Mais il est un pays dont on parle peu, la Suisse, où Tapie s’est initié aux paradis fiscaux dans les années 1980-1990. Deux établissements bancaires apparus dans ses affaires ont ainsi soulevé des interrogations de la presse locale : la Finterbank et la BGC (Banque Générale du Commerce). Dans une enquête fort documentée publiée en juillet 1994 le magazine L’Hebdo s’intéresse de très près à la Finterbank, une banque qui est notamment intervenue dans des opérations autour de transferts de joueurs de l’OM qui vont très vite se trouver au cœur d’investigations judiciaires en France. La Finterbank apparaît également dans l’affaire Terraillon, une entreprise de pesage reprise par l’homme d’affaires à la même époque.

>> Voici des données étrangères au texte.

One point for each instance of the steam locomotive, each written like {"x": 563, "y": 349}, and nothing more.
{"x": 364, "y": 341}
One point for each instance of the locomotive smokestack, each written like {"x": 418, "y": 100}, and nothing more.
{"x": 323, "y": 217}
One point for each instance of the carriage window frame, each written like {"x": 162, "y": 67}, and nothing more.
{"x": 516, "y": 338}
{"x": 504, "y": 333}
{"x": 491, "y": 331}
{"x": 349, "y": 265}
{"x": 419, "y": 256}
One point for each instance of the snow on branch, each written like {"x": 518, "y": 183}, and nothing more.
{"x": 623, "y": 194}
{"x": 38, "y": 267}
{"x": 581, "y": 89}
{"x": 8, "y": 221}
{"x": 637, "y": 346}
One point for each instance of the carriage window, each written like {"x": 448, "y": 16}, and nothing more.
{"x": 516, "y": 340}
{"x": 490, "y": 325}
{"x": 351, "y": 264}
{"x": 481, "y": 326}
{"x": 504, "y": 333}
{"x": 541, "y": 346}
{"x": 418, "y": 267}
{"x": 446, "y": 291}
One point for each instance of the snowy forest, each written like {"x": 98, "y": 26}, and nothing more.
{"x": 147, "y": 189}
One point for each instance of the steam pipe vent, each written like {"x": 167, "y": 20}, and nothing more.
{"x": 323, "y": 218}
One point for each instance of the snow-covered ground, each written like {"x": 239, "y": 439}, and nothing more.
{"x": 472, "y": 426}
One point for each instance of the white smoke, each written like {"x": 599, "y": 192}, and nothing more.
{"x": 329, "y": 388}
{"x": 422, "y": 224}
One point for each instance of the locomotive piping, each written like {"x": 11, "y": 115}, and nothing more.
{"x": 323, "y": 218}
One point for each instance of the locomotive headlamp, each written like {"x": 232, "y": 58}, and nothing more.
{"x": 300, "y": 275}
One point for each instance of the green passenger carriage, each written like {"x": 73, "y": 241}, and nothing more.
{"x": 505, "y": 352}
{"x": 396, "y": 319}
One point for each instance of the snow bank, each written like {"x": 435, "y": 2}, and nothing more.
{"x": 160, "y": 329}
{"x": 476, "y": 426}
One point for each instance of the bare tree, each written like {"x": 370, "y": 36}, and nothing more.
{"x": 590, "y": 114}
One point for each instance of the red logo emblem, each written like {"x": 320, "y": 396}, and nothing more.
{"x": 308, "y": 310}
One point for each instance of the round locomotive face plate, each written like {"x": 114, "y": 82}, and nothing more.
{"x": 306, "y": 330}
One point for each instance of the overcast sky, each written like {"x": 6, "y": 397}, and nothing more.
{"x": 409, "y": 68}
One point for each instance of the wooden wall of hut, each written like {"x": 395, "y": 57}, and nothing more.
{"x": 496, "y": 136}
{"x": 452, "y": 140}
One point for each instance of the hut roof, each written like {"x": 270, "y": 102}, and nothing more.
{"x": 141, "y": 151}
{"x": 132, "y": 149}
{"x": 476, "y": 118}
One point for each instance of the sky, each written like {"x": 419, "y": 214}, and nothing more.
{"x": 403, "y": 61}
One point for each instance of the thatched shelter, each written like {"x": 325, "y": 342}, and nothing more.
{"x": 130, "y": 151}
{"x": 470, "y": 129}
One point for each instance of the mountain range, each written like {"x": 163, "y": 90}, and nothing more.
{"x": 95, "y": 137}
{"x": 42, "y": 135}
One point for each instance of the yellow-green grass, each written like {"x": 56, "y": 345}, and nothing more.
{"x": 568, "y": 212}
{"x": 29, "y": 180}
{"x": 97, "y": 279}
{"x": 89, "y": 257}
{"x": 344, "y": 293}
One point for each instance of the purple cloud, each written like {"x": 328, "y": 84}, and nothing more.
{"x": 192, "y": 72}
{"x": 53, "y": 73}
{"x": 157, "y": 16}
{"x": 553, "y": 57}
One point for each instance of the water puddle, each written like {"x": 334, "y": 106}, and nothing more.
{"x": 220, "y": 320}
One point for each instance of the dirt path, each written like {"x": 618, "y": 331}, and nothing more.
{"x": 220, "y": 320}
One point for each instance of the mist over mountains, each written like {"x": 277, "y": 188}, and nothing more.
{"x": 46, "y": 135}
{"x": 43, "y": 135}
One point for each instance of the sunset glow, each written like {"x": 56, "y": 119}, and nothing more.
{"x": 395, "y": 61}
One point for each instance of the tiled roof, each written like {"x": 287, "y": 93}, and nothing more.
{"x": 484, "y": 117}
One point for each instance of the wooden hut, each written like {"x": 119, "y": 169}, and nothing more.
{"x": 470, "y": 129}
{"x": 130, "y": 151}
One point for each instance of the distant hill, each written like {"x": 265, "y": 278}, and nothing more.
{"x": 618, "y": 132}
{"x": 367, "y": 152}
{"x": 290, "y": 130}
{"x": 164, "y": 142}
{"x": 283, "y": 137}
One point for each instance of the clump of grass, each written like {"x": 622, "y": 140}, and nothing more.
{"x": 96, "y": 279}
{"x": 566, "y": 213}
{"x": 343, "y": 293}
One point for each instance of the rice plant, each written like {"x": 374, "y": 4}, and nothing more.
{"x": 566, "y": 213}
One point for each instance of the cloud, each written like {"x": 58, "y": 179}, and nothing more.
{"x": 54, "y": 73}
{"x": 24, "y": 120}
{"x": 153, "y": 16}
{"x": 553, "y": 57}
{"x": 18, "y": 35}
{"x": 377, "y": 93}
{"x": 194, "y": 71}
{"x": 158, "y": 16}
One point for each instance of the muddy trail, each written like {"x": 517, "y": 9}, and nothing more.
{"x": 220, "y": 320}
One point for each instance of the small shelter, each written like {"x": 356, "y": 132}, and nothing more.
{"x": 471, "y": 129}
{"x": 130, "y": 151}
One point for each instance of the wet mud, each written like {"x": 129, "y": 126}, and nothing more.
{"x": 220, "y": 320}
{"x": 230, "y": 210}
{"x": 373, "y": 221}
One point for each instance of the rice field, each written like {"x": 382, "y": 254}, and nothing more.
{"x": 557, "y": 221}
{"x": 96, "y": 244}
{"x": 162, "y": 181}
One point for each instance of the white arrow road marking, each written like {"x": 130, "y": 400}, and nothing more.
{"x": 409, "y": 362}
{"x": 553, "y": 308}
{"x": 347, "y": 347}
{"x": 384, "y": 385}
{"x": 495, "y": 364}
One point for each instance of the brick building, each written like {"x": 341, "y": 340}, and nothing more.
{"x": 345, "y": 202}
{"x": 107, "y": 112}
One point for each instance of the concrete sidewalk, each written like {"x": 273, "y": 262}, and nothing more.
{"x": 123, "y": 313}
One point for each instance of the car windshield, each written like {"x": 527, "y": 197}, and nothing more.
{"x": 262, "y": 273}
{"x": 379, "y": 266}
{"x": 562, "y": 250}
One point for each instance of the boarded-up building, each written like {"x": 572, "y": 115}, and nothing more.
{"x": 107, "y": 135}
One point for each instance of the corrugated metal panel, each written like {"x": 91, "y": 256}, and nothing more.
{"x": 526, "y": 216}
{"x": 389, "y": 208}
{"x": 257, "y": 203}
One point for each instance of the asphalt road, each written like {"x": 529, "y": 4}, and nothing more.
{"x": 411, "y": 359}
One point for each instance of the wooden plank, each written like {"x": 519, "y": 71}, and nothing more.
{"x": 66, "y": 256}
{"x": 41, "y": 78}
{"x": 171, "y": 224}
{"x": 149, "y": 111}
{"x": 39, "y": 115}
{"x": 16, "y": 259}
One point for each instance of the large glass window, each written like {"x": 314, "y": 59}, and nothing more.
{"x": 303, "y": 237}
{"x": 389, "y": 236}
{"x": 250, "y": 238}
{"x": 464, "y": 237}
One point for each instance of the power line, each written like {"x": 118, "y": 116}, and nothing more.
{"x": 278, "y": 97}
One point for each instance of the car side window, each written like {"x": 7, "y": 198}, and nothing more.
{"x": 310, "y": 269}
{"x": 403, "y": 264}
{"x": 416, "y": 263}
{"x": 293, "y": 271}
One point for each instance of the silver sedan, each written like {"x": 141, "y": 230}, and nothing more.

Nos confrères évoquent ainsi un rapport des Renseignements généraux français, daté du 10 mars 1992, estimant que l’établissement bancaire “fait partie d’un réseau de blanchiment d’argent ou du moins qu’elle recycle des capitaux préalablement blanchis”.

Quant à la BGC, ce n’est guère plus reluisant. Un autre rapport des RG, daté du 28 octobre 1992, soupçonne la banque de “couvrir des transferts de capitaux douteux, d’origine essentiellement italienne, qui seraient réinvestis en France dans des affaires immobilières”. Sept donateurs de la campagne de Tapie aux législatives de 1993 à Gardanne auraient tiré des chèques sur cet établissement sulfureux… Les journalistes suisses s’intéressent également aux personnalités présentes à son mariage, en mai 1987, sur le yacht Le Phocéa baignant au large de Corfou. Six hommes d’affaires suisses ou résidents suisses étaient au nombre des invités. L’un d’eux est plus particulièrement remarqué : Sylvain Ferdman a travaillé comme conseiller financier dans les années 1960 à la Bank of Word Commerce de Nassau, accusée de blanchir l’argent de la Cosa Nostra américaine via le célèbre Meyer Lanksy, lieutenant emblématique de Lucky Luciano. Il semble que Bernard Tapie n’ait pas eu à l’époque de très bonnes fréquentations.

Plus largement, le procureur de Genève Bernard Bertossa, que nous avions interrogé dans les années 1990, aura ce très helvète commentaire : “On peut se demander pourquoi quelqu’un qui était censé avoir une activité industrielle importante comme Bernard Tapie a eu recours aux services d’établissements de cette gamme.”

Bernard Tapie demeure en tout cas très attaché à la Suisse, où il se rend régulièrement. C’est ainsi à Genève qu’il a eu de fréquentes rencontres avec Philippe Hersant, résident suisse, pour mettre sur pied le plan de reprise de GHM.